Working with unicode encoded Strings from Active Directory via python-ldap

2023-03-25 22:52 问答作者：

I already came up with this problem, but after some testing I decided to create a new question with some more specific Infos:

I a开发者_如何学Gom reading user accounts with python-ldap (and Python 2.7) from our Active Directory. This does work well, but I have problems with special chars. They do look like UTF-8 encoded strings when printed on the console. The goal is to write them into a MySQL DB, but I don't get those strings into proper UTF-8 from the beginning.

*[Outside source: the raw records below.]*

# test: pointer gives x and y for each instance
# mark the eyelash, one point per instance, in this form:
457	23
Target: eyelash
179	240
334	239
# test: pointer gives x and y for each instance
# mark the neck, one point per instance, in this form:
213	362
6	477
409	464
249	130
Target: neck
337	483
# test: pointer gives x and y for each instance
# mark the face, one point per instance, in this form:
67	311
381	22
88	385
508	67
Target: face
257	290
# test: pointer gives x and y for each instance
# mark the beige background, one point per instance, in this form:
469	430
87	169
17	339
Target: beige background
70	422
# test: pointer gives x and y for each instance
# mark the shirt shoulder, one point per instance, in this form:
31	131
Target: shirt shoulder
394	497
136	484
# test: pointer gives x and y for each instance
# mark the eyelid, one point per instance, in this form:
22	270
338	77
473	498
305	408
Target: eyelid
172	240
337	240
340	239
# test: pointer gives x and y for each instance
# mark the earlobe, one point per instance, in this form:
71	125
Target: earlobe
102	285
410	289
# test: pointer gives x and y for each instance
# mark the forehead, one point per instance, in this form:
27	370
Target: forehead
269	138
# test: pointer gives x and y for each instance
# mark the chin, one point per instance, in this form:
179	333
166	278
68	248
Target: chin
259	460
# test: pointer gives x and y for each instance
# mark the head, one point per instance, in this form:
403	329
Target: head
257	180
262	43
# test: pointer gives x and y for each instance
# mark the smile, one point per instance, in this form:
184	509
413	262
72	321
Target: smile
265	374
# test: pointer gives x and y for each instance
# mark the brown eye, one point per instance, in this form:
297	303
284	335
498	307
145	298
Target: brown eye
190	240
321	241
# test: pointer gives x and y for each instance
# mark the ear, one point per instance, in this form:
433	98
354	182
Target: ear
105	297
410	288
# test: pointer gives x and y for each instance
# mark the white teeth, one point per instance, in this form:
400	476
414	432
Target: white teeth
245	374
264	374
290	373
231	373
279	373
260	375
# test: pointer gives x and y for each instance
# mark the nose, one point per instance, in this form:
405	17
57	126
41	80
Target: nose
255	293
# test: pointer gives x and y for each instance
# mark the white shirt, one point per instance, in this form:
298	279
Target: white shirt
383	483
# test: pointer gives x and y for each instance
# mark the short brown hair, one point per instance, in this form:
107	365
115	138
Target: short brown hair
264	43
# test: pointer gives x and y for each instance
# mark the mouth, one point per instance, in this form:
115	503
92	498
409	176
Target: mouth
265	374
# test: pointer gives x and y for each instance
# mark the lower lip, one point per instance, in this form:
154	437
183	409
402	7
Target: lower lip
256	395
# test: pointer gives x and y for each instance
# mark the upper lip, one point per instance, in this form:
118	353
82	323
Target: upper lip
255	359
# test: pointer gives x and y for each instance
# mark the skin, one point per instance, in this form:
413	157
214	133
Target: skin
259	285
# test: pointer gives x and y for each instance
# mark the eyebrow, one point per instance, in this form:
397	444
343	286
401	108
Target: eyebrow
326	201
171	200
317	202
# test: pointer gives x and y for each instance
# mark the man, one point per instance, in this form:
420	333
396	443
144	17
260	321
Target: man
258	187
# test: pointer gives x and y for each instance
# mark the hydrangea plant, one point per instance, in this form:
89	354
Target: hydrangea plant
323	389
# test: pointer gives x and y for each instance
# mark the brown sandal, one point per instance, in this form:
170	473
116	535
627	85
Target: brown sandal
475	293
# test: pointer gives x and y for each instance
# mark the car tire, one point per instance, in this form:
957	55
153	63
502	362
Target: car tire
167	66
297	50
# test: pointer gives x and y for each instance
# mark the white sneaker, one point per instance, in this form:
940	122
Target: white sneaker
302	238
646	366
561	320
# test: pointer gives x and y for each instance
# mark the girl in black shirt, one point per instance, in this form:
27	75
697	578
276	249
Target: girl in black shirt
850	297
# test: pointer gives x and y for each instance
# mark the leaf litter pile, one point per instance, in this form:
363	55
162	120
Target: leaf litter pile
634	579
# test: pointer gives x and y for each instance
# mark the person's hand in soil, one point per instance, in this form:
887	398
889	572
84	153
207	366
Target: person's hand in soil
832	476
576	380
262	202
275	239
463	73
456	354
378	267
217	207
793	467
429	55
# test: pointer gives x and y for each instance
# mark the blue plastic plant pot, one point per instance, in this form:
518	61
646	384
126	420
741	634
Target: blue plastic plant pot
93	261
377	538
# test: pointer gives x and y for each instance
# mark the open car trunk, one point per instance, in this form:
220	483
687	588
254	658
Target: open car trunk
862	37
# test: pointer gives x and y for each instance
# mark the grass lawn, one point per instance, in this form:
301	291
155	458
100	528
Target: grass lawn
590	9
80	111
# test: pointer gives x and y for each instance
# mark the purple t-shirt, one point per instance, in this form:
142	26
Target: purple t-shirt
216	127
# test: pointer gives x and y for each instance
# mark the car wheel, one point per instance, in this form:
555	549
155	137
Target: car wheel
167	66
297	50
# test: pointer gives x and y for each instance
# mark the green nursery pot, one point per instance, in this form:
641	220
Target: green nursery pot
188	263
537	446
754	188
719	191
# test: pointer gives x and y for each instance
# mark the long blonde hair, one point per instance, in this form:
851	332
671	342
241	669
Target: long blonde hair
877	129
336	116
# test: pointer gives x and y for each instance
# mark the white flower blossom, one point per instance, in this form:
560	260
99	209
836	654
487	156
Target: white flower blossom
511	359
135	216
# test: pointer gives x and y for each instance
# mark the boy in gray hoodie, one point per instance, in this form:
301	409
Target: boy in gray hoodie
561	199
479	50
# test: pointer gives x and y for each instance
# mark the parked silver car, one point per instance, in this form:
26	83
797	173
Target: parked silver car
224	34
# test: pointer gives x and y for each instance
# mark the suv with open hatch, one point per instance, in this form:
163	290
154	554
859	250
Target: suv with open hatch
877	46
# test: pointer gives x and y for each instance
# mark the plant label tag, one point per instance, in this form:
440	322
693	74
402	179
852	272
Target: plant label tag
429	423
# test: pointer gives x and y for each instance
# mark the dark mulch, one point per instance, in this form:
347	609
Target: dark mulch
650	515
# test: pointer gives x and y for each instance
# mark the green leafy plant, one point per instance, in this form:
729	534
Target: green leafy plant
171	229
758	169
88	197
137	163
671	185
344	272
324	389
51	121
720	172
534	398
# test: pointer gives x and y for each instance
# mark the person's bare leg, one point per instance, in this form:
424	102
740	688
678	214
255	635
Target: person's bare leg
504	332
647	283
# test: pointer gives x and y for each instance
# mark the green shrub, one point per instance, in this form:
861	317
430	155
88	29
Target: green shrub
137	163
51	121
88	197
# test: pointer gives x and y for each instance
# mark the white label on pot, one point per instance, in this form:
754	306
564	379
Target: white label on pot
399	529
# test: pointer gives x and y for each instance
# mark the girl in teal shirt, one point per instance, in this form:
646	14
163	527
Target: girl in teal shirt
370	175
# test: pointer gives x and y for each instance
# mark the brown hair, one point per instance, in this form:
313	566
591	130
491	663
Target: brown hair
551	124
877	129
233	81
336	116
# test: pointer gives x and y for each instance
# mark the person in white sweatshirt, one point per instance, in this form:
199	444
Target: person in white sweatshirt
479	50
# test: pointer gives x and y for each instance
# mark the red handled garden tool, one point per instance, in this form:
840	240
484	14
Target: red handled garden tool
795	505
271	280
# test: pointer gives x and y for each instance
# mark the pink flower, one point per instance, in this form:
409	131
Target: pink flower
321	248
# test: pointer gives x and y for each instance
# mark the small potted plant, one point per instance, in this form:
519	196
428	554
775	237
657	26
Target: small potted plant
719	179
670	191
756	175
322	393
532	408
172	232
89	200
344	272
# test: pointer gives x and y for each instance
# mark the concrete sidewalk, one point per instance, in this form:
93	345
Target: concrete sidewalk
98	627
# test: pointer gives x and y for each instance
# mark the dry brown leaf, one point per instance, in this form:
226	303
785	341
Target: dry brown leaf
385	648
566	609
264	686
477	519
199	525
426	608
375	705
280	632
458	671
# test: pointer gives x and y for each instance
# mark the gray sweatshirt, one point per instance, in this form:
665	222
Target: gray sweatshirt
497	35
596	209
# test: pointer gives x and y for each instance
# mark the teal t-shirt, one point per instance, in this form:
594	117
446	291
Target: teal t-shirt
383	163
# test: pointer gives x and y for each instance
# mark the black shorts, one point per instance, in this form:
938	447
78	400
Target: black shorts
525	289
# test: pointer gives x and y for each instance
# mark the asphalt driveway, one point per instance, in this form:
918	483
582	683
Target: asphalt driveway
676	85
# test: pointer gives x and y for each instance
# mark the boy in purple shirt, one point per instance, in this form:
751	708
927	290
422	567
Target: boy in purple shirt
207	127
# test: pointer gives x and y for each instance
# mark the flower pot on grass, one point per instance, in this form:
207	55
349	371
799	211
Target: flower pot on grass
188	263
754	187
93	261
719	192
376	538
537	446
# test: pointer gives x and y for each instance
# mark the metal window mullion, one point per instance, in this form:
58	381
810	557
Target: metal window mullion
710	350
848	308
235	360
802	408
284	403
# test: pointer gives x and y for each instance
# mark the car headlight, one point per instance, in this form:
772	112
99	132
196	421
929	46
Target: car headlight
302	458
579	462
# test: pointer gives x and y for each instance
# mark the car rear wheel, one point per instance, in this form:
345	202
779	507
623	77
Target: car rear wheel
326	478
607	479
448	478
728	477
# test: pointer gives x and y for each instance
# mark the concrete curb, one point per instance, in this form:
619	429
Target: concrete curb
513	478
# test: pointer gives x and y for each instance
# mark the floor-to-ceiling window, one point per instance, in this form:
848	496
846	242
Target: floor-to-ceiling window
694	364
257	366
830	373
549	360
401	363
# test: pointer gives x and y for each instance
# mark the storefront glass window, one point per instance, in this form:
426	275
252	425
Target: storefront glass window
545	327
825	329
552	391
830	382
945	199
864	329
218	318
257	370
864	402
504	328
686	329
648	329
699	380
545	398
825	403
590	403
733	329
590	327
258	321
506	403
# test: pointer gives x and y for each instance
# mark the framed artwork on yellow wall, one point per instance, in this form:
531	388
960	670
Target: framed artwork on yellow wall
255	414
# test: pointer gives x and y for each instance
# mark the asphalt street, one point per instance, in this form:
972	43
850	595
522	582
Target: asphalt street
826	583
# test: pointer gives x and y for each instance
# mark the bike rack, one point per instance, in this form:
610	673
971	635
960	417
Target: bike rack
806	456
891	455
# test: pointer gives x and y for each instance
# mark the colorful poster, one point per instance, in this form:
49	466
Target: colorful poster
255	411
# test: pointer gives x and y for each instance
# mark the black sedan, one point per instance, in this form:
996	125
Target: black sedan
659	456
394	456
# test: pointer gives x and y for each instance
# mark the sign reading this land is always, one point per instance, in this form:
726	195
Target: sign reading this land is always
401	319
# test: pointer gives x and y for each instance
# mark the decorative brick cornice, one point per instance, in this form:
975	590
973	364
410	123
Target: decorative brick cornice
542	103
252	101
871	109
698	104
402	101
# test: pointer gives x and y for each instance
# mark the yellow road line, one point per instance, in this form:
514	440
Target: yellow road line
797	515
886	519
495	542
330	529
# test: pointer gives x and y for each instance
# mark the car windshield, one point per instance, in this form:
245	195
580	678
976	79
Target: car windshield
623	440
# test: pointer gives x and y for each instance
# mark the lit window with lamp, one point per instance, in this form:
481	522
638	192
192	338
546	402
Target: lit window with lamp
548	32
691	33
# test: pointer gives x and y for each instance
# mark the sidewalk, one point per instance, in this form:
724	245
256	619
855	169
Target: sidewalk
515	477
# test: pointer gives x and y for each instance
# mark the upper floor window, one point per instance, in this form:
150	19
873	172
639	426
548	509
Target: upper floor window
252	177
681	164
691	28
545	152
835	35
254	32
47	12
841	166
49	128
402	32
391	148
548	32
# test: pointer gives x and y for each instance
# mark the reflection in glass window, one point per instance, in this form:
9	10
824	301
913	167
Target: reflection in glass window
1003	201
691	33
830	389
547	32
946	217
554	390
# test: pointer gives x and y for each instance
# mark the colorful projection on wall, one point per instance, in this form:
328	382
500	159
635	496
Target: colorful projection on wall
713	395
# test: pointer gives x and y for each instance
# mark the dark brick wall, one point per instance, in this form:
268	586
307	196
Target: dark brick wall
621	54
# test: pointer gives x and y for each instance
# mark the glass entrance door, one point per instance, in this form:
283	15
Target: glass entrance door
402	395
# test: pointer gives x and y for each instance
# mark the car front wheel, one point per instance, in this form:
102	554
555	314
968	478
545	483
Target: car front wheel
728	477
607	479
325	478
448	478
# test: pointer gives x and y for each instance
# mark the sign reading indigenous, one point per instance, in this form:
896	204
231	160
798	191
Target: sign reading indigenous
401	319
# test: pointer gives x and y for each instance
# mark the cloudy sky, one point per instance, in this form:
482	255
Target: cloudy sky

Example (fullentries is my array with all the AD entries):

fullentries[23][1].decode('utf-8', 'ignore')    
print fullentries[23][1].encode('utf-8', 'ignore')
print fullentries[23][1].encode('latin1', 'ignore')
print repr(fullentries[23][1])

A second test with a string inserted by hand as follows:

testentry = "M\xc3\xbcller"
testentry.decode('utf-8', 'ignore')
print testentry.encode('utf-8', 'ignore')
print testentry.encode('latin1', 'ignore')
print repr(testentry)

The output of the first example ist:

M\xc3\xbcller
M\xc3\xbcller
u'M\\xc3\\xbcller'

Edit: If I try to replace the double backslashes with .replace('\\\\','\\) the output remains the same.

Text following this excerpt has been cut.